Circle M Market Farm is run and owned by me, Kriss, and my husband, Shannon. I’m an East-coast native, former Chicago newspaper journalist, previous homeschool mom of four, current shepherd of mostly sheep, head weeder and general manager of the circus. Though I’m the full-time farmer at Circle M, there would be no farm without without Shannon’s incredible carpentry skills. And without the labor of a small but hard-working crew, there would be nothing but weeds growing here.
When we found this pretty farm, we simply had the goal of healing our our little piece of run-down land with its ramshackle buildings. (If you’d like to read how we came to be on a farm after living in urban Chicago for 20 years, click here. If you like reading Wendell Berry and James Herriot, you'll probably love our story.) We had no idea what that would mean, though I was quite sure it would involve "sheep therapy," as prescribed by one of our favorite writers, Gene Logsdon. So we went looking among the neighbors for sheep to poop and pee and fertilize our land. But we came home with 5 adorable milk goats that we had to bottle feed instead. A little while later came the lambs, the steers, the piglets, the ducklings and chicks. As we learned, we came to understand that our greatest joy would be seeing the land become productive again – a vision bolstered by the writings of Wendell Berry, and heartily encouraged by the elderly former farmers we were beginning to meet in our tiny town.

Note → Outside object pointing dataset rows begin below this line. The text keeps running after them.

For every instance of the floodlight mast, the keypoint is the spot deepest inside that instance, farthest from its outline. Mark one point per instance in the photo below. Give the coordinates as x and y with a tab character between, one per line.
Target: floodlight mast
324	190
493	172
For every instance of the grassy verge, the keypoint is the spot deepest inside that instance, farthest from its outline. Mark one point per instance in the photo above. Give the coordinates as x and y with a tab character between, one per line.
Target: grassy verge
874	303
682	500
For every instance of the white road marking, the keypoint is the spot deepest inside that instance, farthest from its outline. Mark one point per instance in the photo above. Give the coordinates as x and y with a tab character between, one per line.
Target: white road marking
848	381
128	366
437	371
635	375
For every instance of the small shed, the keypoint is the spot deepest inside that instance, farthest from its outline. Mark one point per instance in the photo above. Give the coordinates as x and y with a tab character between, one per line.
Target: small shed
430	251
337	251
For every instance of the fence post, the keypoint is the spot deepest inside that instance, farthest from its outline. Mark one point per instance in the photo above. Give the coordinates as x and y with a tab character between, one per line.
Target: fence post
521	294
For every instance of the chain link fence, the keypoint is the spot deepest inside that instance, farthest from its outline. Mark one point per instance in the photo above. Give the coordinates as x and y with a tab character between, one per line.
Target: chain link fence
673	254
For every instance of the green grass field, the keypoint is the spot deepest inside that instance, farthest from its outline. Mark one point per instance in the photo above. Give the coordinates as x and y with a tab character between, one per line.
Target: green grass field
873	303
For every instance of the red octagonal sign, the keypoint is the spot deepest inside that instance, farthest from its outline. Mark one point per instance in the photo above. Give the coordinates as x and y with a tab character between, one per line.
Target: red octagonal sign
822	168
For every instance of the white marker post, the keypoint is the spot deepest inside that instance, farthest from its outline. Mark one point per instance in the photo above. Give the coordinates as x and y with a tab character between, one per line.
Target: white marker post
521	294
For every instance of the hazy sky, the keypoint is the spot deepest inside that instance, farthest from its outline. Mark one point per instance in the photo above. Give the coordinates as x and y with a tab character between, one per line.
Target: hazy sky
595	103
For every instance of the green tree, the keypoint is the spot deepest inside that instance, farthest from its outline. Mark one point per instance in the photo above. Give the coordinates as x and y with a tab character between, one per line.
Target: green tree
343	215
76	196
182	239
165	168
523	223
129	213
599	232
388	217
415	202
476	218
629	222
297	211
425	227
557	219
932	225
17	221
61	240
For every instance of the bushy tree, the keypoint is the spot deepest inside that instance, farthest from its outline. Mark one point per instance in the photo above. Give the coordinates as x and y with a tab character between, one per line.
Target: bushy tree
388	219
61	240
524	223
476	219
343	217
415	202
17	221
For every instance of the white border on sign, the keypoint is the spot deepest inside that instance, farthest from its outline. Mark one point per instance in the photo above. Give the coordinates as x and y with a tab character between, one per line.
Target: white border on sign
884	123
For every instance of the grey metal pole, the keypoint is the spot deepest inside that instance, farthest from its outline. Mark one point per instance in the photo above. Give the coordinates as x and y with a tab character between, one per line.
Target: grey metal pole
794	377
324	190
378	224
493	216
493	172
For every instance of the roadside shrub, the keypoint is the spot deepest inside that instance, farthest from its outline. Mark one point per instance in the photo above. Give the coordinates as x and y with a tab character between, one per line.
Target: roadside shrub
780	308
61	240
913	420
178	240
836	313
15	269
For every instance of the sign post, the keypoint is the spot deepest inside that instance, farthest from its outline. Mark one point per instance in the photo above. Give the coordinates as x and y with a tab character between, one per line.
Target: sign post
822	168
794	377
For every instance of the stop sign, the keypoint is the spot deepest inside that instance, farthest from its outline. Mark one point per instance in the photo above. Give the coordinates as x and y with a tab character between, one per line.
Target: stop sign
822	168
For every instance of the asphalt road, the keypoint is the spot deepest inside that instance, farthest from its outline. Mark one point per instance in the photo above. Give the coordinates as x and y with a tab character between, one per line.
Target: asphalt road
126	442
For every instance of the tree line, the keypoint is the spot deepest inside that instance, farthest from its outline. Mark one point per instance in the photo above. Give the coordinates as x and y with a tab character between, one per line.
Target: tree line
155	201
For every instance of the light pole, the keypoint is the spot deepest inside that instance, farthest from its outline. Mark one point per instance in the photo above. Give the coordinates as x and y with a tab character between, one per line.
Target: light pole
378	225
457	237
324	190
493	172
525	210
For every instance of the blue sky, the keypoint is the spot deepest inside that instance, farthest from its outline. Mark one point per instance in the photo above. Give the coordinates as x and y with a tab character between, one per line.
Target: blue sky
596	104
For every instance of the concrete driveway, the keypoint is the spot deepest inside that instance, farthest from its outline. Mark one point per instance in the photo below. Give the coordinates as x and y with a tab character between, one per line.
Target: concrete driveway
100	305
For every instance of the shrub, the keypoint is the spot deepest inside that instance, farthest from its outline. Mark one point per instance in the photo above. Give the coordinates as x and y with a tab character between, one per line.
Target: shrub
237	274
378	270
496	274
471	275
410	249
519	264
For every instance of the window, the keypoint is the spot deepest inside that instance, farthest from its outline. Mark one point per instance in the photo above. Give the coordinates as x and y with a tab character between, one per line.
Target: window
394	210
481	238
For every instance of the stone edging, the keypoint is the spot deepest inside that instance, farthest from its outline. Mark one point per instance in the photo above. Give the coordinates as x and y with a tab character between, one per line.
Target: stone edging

So Shannon and I adopted a four-year system of rotating pigs through large garden plots and started producing vegetables to share – starting with just 15 CSA shares in 2007 and growing to 165 by 2013. Our methods continue to evolve, and we continue to seek knowledge from other market farmers and neighboring farm families as we grow. In the meantime, we find ourselves increasingly asked to nurture rural dreams and train new organic farmers who want to experiment with a homestead model. We teach classes both here and off-site. But our basic drive remains the same as the day we moved to the farm – to gently steward these 20 acres in a way that can keep them healthy, beautiful and productive for years to come.
As I've come to know my land and my community more over time, I've come to believe that soil and water stewardship are not just niche farmer priorities, but top priorities for our rural places as well as our world today. As a result, my love of farming has called me off the land more and more in recent years to participate in environmental advocacy and agricultural leadership at local, state and national levels. Shannon, while continuing to excel at his own more-than-full-time off-farm job, has patiently watched, waited, listened and built our infrastructure while I've experiemented with various farm enterprise portfolios.
For some years we have been shrinking the amount of land planted to row crops, and adding year-long rotations of cover crops to the point where we now keep 1/3 of the farm under green manure covers at all times. This fall we are planting 1/2 acre of our crop land into permanent pollinator habitat with native prairie plants, in cooperation with NRCS and Pecatonica Pride Watershed Association. Correspondingly, we have been shrinking our CSA membership and in 2015 made the decision to stop delivering. We co-founded a Farmers Market in Blanchardville so that we could help attract traffic to our lovely, tiny downtown. Read about why I think farmers markets can be a major rural re-development strategy here.
This year, we're taking a break from CSA and focusing on our Farmers Market, and on boosting opportunities for Farmers Markets in all tiny towns by working with the legislature on a Wisconsin Cookie Bill that would allow small entrepreneurs to sell home-baked goods without having a certified kitchen. In this effort, we just won a lawsuit in which the current Wisconsin ban on selling home-baked goods was declared unconstitutional.
Finally, our rural dreams and philosphical commitments have come together in a thriving bed-and-breakfast enterprise that combines small-scale, careful farming with conservation stewardship in a delightful balance that capitalizes on both and gives us the opportunity to share the agricultural perspective of rural people and food producers with a wider audience. Our foundational motto, "Make Our Farm Yours," holds true at Circle M now more than ever before.
The Circle M Mission is to care well for this beautiful little piece of earth and share that beauty with others – in the form of both food and farm life, feeding body and soul.